De opmaak van een ruimtelijk uitvoeringsplan is een tijdrovend en kostelijk proces. De noodzaak tot de opmaak van een MER-rapport maakt dit proces er niet eenvoudiger op. Plan-MER-screenings kunnen het planproces op lokaal niveau sterk vereenvoudigen. Dit mag evenwel niet licht opgevat worden. Een juiste toepassing van de regelgeving is cruciaal. Een onzorgvuldige screening kan immers een heel plan hypothekeren.

 

Plan-MER-screening: hoe zat dat ook alweer?

Een voorafgaandelijke milieueffectrapport is vereist voor ieder plan of programma dat het kader vormt voor de toekenning van vergunningen.  Uitzonderingen op dit algemene principe bestaan onder meer voor planinitiatieven voor kleine gebieden op gemeentelijk op provinciaal niveau en voor kleine wijzigingen, voor zover wordt aangetoond dat het plan of programma geen aanzienlijke milieueffecten kan hebben. Ook als het niet om een klein gebied of kleine wijziging gaat, kan een vrijstelling worden bekomen.

Daarvoor is een plan-MER-screeningsnota vereist waarin de initiatiefnemer aantoont dat voor het plan of programma geen aanzienlijke milieueffecten worden verwacht. De dienst Mer beoordeelt vervolgens de screening en beslist over de noodzaak om een volwaardig plan-MER op te stellen.

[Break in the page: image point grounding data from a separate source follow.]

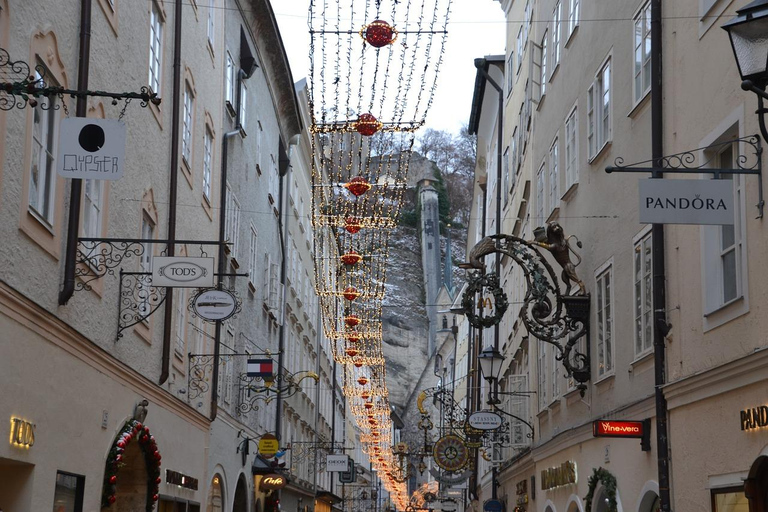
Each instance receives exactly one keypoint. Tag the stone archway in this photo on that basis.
(240, 503)
(756, 485)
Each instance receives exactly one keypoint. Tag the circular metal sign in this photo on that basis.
(215, 304)
(450, 452)
(485, 420)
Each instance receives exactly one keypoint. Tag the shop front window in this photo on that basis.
(731, 499)
(68, 496)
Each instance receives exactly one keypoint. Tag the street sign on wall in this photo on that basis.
(686, 202)
(182, 272)
(336, 463)
(91, 148)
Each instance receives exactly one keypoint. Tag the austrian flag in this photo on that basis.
(260, 368)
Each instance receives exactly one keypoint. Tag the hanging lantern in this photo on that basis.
(358, 185)
(352, 225)
(367, 125)
(378, 33)
(350, 258)
(351, 293)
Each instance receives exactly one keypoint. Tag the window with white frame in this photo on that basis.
(243, 117)
(155, 47)
(229, 85)
(232, 223)
(540, 196)
(599, 110)
(554, 174)
(643, 293)
(93, 198)
(211, 21)
(604, 311)
(573, 15)
(544, 64)
(724, 258)
(571, 149)
(186, 129)
(556, 30)
(642, 82)
(207, 163)
(252, 254)
(42, 176)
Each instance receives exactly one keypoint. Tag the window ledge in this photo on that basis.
(608, 377)
(642, 358)
(642, 102)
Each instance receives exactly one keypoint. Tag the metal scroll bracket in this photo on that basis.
(749, 162)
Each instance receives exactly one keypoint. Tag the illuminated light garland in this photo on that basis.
(378, 34)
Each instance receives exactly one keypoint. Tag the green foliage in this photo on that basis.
(609, 482)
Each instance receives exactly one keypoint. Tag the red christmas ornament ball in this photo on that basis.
(379, 34)
(367, 125)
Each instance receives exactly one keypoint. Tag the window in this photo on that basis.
(207, 164)
(642, 82)
(229, 86)
(232, 223)
(730, 499)
(604, 312)
(242, 117)
(573, 15)
(556, 36)
(42, 176)
(92, 208)
(554, 175)
(571, 150)
(643, 279)
(155, 48)
(252, 256)
(68, 493)
(186, 129)
(540, 197)
(544, 64)
(145, 263)
(599, 110)
(211, 21)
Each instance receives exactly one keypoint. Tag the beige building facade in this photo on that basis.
(577, 96)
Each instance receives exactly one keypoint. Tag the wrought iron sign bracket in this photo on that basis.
(749, 162)
(21, 85)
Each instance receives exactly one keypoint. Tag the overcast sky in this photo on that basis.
(475, 29)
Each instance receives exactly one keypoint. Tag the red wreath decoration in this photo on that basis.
(132, 430)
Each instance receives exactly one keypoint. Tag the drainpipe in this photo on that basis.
(660, 326)
(221, 267)
(175, 128)
(76, 186)
(282, 232)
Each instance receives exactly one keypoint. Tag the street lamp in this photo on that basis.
(490, 365)
(748, 32)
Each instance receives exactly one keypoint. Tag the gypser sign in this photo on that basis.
(754, 418)
(564, 474)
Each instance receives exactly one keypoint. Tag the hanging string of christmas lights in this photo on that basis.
(373, 76)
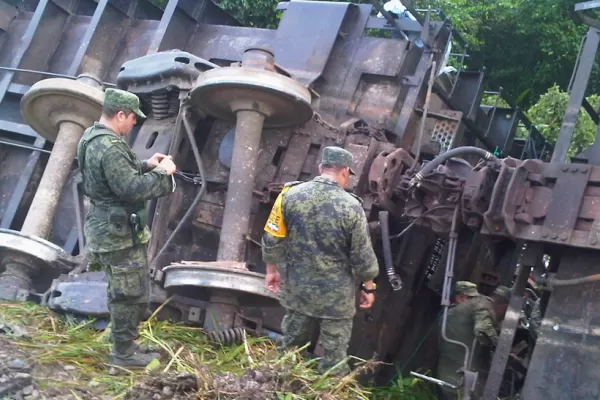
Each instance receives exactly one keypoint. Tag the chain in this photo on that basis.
(319, 120)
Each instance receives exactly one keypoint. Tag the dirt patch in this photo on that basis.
(255, 384)
(176, 387)
(22, 379)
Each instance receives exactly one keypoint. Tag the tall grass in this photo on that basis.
(55, 340)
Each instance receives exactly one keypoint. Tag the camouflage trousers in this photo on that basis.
(297, 329)
(128, 294)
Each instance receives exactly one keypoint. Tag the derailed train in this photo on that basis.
(244, 110)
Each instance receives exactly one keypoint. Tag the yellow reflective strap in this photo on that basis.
(275, 224)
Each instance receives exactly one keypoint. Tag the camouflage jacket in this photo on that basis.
(118, 183)
(466, 321)
(326, 247)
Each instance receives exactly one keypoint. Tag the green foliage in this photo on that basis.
(547, 115)
(255, 13)
(407, 388)
(53, 341)
(526, 45)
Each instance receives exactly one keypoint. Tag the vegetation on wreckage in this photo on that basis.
(54, 340)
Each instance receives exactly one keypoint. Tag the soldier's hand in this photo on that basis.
(273, 281)
(366, 300)
(168, 164)
(155, 160)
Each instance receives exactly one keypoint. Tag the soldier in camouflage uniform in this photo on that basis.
(119, 184)
(535, 321)
(477, 318)
(464, 290)
(316, 243)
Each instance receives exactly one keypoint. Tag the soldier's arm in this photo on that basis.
(127, 183)
(485, 325)
(535, 321)
(362, 256)
(273, 249)
(144, 166)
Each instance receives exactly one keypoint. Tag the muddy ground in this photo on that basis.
(23, 379)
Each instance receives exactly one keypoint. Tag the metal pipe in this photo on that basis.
(18, 271)
(580, 83)
(448, 284)
(459, 151)
(236, 218)
(43, 207)
(393, 277)
(554, 283)
(51, 74)
(425, 111)
(190, 134)
(24, 146)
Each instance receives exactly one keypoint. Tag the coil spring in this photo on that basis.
(173, 103)
(160, 105)
(227, 336)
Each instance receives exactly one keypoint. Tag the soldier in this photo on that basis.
(317, 235)
(475, 319)
(118, 184)
(464, 290)
(535, 321)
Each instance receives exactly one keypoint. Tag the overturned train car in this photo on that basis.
(244, 110)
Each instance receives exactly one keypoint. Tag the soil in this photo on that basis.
(22, 379)
(255, 384)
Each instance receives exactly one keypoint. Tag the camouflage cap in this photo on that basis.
(122, 99)
(337, 157)
(467, 288)
(503, 291)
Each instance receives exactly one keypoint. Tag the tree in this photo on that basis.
(547, 115)
(526, 45)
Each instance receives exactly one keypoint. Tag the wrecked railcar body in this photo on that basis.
(244, 110)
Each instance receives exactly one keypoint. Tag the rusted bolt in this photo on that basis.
(563, 236)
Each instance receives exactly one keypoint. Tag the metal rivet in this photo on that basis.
(563, 236)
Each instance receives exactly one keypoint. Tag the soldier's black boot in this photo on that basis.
(131, 355)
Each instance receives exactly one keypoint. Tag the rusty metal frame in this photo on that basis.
(528, 256)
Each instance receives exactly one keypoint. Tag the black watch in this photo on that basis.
(364, 288)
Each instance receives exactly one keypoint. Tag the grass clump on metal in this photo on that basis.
(190, 367)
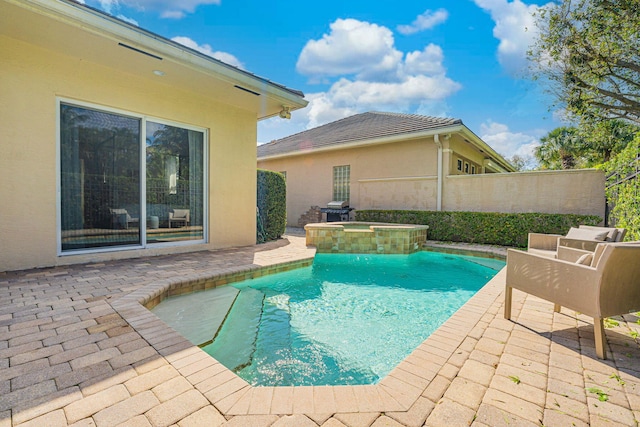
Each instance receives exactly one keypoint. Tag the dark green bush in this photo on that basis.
(272, 206)
(505, 229)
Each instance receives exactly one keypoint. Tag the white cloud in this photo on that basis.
(127, 19)
(516, 29)
(370, 75)
(351, 48)
(427, 61)
(508, 143)
(207, 50)
(167, 8)
(425, 21)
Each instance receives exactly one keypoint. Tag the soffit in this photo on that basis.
(88, 35)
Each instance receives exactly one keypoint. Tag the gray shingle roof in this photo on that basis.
(360, 127)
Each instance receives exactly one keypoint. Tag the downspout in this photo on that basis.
(436, 139)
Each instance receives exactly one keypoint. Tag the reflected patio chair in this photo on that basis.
(120, 218)
(179, 216)
(585, 237)
(600, 284)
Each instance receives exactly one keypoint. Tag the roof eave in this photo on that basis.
(91, 19)
(502, 164)
(368, 142)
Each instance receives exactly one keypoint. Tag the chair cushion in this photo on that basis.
(587, 234)
(585, 259)
(180, 213)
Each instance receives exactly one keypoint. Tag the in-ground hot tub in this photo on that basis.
(366, 237)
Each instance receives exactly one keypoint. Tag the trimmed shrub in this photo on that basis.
(492, 228)
(271, 214)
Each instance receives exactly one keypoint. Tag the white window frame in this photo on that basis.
(334, 184)
(143, 179)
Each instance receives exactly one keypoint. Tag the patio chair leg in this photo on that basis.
(598, 331)
(508, 293)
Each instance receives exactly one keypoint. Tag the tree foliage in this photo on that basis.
(589, 145)
(623, 189)
(590, 52)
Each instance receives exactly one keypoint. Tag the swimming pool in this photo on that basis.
(347, 319)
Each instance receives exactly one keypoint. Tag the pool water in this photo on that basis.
(346, 320)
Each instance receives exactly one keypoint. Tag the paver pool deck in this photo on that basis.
(77, 348)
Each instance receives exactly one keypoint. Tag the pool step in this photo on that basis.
(235, 342)
(273, 343)
(197, 316)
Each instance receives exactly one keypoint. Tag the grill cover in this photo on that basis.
(337, 204)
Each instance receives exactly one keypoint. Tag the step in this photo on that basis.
(235, 342)
(197, 316)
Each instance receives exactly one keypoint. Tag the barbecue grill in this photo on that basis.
(337, 211)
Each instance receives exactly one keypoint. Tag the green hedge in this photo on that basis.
(505, 229)
(272, 206)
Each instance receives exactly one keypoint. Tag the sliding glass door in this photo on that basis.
(111, 196)
(175, 183)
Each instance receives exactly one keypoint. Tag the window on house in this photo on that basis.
(126, 180)
(341, 182)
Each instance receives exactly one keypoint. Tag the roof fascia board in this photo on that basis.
(102, 24)
(369, 142)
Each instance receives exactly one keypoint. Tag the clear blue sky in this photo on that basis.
(464, 58)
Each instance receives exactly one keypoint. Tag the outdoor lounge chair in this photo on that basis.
(599, 284)
(584, 237)
(179, 216)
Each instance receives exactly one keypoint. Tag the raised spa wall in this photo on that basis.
(366, 238)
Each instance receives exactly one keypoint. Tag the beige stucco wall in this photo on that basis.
(373, 171)
(30, 80)
(572, 191)
(403, 175)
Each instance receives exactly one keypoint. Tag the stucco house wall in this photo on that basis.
(34, 78)
(403, 175)
(569, 191)
(310, 176)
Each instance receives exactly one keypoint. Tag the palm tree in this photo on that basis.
(560, 149)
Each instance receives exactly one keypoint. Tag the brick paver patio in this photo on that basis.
(77, 348)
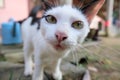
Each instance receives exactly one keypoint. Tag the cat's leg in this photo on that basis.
(38, 69)
(28, 59)
(58, 74)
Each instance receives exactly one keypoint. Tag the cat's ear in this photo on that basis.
(92, 8)
(48, 4)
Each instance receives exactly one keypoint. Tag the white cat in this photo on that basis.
(61, 28)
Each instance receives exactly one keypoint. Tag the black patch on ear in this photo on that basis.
(38, 27)
(84, 8)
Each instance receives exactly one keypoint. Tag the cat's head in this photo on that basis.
(65, 26)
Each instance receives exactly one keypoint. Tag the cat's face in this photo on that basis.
(64, 27)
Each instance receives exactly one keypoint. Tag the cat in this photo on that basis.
(52, 36)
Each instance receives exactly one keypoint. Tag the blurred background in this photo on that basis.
(101, 47)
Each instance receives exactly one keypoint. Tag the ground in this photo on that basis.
(103, 60)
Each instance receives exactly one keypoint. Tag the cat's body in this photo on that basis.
(61, 28)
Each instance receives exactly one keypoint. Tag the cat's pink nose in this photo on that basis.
(61, 36)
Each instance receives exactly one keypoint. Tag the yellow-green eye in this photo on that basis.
(77, 25)
(51, 19)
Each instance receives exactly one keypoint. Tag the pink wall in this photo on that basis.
(17, 9)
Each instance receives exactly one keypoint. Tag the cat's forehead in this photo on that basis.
(66, 11)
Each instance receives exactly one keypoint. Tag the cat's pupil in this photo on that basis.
(51, 19)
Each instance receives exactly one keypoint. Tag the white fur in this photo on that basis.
(41, 41)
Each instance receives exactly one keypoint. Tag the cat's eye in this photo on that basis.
(51, 19)
(77, 25)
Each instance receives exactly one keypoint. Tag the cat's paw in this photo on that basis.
(58, 75)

Deze screeningsmogelijkheid maakt de opmaak van plannen op lokaal niveau met een beperkte impact eenvoudiger. Ze veronderstelt evenwel dat de screening correct wordt uitgevoerd. Uit de recente rechtspraak van de Raad van State blijkt daar toch geregeld een schoentje te knellen. 

Recente rechtspraak zet puntjes op de i

Zonevreemde sportterreinen: feitelijke vs. planologische bestaande toestand

In een arrest van 17 december 2019 benadrukte de Raad van State het onderscheid tussen de planologische en de feitelijke toets in het kader van plan-MER-screenings.

Het arrest beoordeelde het gemeentelijk RUP "Zonevreemde sportterreinen" van de gemeente Oosterzele. De gemeente Oosterzele beoogde met dit RUP een herbestemming van een landschappelijk waardevol agrarisch gebied naar recreatie om een bestaande zonevreemde sportactiviteit te kunnen bestendigen en uit te breiden. Over het voorontwerp van RUP werd een MER-screeningsnota opgemaakt, waarin onder meer vastgesteld werd dat er geen bijkomend bestemmingsverkeer zou ontstaan zodat er geen aanzienlijke effecten inzake mobiliteitshinder te verwachten waren. Op basis van deze MER-screeningsnota besliste de dienst Mer vervolgens dat er geen plan-MER diende te worden opgemaakt. De verzoekende partijen wierpen echter op dat de MER-screening gebrekkig was.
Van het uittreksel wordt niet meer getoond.